En un tranquilo y polvoriento pueblo llamado Villa Telefón, enclavado entre suaves colinas y vientos susurrantes, vivía un hombre conocido simplemente como Simón. Era un alma gentil, de mirada bondadosa, solitario y pobre en posesiones, pero rico en sueños.
Simón no tenía familia, ni aparatos modernos, ni pantallas destellantes que lo acompañaran como al resto de los habitantes del pueblo. Mientras el mundo se hacía más brillante de dispositivos y más ruidoso de notificaciones, Simón observaba desde fuera, contento con el silencio, pero a veces anhelando conectar.
Los dioses, allá en lo alto en sus reinos sutiles, se dieron cuenta de todo esto. En su reunión celestial, miraron hacia abajo y vieron a Simón: encantador, pero solitario. Y sus corazones se llenaron de compasión.
Simón, siempre ingenioso, un día encontró una vieja caja de zapatos abandonada junto al camino. Sus dedos, ágiles tras años de trabajo, se pusieron manos a la obra. Modeló, dobló, coloreó y dio forma al cartón con esmero. Pronto, este dejó de ser una caja de zapatos para convertirse en un teléfono. Uno mágico, al menos para él.
Simón le hablaba a su teléfono, le susurraba sueños, reía y cantaba con él. Y los dioses, escuchando atentamente, se conmovieron. De modo que, en su siguiente consejo semanal, decidieron: "Regalemos a este hombre una maravilla nacida de su propia creación". Y con sus siddhis, insuflaron vida al teléfono de cartón.
De repente, la humilde creación de Simón se iluminó, respondió y aprendió. Se convirtió en un teléfono inteligente, no de silicio y circuitos, sino de imaginación, corazón y chispa divina.
Poco después, un gran congreso de compañías telefónicas se reunió en Villa Telefón. Simón, como un curioso ciudadano, entró. Vestido con ropa vieja, portando su extraña caja, se paró entre elegantes ingenieros y orgullosos directores ejecutivos. Cuando el presidente pidió nuevas mejoras, Simón dio un paso al frente. Levantó su teléfono y éste se encendió, sonó y brilló, haciendo cosas que nadie había visto jamás. La multitud se quedó en silencio, estupefacta, y luego estalló de asombro.
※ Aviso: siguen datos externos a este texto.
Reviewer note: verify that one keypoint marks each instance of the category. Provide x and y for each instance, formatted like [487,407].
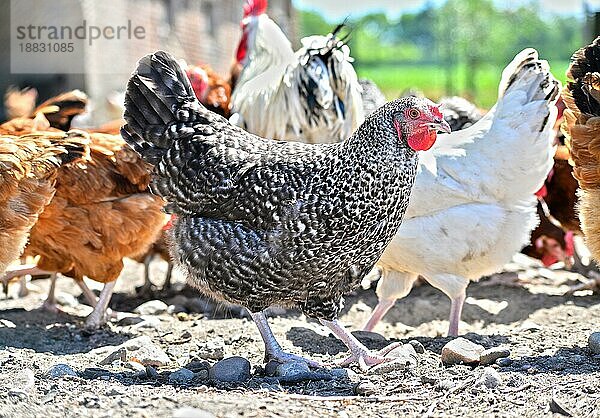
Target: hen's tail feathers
[46,152]
[60,110]
[582,116]
[160,106]
[528,73]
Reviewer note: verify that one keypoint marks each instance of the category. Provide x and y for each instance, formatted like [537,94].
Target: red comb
[255,7]
[436,112]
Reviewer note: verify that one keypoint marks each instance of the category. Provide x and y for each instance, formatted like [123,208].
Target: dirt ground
[546,332]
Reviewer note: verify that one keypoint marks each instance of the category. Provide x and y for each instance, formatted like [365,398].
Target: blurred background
[453,47]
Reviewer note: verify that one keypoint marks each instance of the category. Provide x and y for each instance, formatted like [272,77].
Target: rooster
[28,170]
[582,129]
[311,96]
[101,213]
[473,199]
[263,222]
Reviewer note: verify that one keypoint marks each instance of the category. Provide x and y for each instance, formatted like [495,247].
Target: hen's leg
[456,304]
[359,353]
[87,293]
[146,289]
[98,316]
[273,350]
[167,283]
[391,286]
[50,302]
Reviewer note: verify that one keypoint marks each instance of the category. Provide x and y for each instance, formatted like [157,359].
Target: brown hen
[102,211]
[582,129]
[28,170]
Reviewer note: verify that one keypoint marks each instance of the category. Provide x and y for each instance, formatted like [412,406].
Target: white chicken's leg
[391,287]
[98,316]
[455,287]
[456,304]
[359,353]
[273,350]
[50,302]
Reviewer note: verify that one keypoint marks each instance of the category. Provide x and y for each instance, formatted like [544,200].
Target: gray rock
[181,377]
[504,362]
[405,353]
[119,354]
[152,307]
[189,412]
[594,342]
[60,370]
[461,350]
[490,378]
[232,369]
[365,388]
[417,346]
[490,355]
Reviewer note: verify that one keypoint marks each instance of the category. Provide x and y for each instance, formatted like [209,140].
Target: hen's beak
[442,125]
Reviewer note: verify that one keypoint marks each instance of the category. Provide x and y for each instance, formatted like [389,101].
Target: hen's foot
[593,284]
[283,357]
[367,358]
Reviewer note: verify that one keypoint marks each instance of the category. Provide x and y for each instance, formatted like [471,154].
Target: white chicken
[473,205]
[312,95]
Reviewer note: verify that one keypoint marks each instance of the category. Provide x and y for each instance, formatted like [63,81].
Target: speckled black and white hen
[263,222]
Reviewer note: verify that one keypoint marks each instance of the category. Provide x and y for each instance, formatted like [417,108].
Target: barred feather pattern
[263,222]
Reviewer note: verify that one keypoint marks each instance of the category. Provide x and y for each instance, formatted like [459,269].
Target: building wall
[198,31]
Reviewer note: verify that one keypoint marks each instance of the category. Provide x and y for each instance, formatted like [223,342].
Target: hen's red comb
[255,7]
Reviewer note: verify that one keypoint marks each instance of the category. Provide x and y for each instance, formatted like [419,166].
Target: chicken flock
[291,181]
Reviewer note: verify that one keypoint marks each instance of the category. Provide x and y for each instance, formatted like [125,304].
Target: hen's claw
[367,358]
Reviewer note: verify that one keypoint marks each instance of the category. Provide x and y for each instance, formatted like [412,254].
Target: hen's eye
[413,113]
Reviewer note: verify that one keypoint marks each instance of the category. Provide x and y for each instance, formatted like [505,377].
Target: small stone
[189,412]
[232,369]
[114,392]
[5,323]
[211,351]
[594,342]
[120,354]
[60,370]
[66,299]
[339,373]
[151,372]
[504,362]
[145,351]
[490,355]
[405,353]
[129,320]
[181,377]
[490,378]
[461,350]
[152,307]
[365,388]
[23,380]
[196,366]
[419,349]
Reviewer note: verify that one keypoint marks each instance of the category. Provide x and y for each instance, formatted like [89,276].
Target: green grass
[431,80]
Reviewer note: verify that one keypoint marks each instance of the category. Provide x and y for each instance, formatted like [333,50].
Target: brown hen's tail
[582,130]
[60,110]
[45,152]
Se construyó una fábrica en el pueblo y Simón, siempre humilde, solicitó trabajo como mecánico. Ascendió rápidamente: su habilidad era inigualable, su espíritu incansable. Con el tiempo, se convirtió en director general, y luego en algo aún más grande. Los dioses, siempre vigilantes, lo visitaban en sueños, guiándolo, animándolo.
Con el paso de los años, el nombre de Simón se extendió por todas partes. Sus inventos mejoraron las vidas de muchas personas. Su liderazgo trajo prosperidad. Finalmente, el pueblo lo coronó Rey Simón, gobernante del Paraíso Telefónico.
En el día de su coronación, Simón regaló un teléfono inteligente a cada alma necesitada de su tierra; no un dispositivo de distracción, sino de conexión, aprendizaje y luz.
Y así vivió Simón, siendo un hombre feliz y un rey noble. Y su tierra se erigió en la cuna de una nueva era, donde los sueños se convertían en dispositivos y el cartón albergaba magia.